Los peces rebeldes

mexican-food-g611676fa1_1920-thegem-blog-default

He soñado mucho con ella, ¿sabes? Te lo digo ahora, mientras desayunamos este platillo que detestas por su sabor salado o porque sospechas que he querido probarlo en su memoria. Ya sé que murió hace casi cinco años, antes de conocerte siquiera, y una de las cosas que más me la recuerda es el olor a charales fritos, y cuando me sentaba con ella a desgranar granadas y me platicaba que solía vivir junto a un lago. 

Era una chica de diecisiete años cuando conoció a mi abuelo, regresaba del embarcadero donde había ido a comprar charalitos frescos, decía que se le acercó con la piel brillando por el sudor y con la camisa arremangada, era un ingeniero agrónomo venido de la capital que le dijo sin inmutarse: «Te vas a casar a conmigo». Ella se rio de esa seguridad, de esa sonrisa amplia y hasta de su acento que sonaba tan distinto a lo que estaba acostumbrada. 

Cuando yo nací mi abuelo ya había muerto, pero mi abuela seguía tan fuerte como un roble, era como si la vida le hubiera dado una nueva temporada. El día que mis papás decidieron irse a Estados Unidos y me dejaron con ella no me causó la menor pena, me sentía acompañado siempre. Además, estar en su casa, llena de flores, de jaulas con pájaros que despertaban apenas salían los primeros rayos de sol, era como vivir en un rinconcito del cielo. En las tardes, cuando iba a recogerme a la primaria me solía contar historias de un mundo donde todo tenía nombre, mi favorita era la de los charales.

«Antes de que los primeros pescadores llegaran al lago los charales no eran como los conocemos ahora; eran enormes, aterraban a los hombres, a los niños como tú; se los podían comer de un mordisco. Pero un día, finalmente, el dios del lago se dio cuenta de que eran peces rebeldes sobre los designios de la naturaleza y los redujo de tamaño y ahora tú te los comes con huevo».

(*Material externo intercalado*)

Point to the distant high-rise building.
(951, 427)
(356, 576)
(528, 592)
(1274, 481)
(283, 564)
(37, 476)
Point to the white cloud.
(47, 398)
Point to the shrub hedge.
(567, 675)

Cuando mis papás volvieron por mí, me vi en un pequeño departamento en una ciudad fría de Oregón y ansiaba estar en esa casa fresca, entre los cálidos brazos y abundantes pechos de mi abuela; de vez en cuando nos mandaba comida, a mí especialmente me mandaba esos pescaditos fritos.

Mientras pensaba en volver a verla, la enfermedad terminó por nublar su pensamiento. A mí me parecía increíble saber que mi abuela, la mujer que me podía contar las leyendas más extraordinarias, ahora viviera en un mundo donde las cosas ya no tuvieron nombre. 

Por eso hoy desayunamos huevo con charales, aunque a los gringos no les guste nada.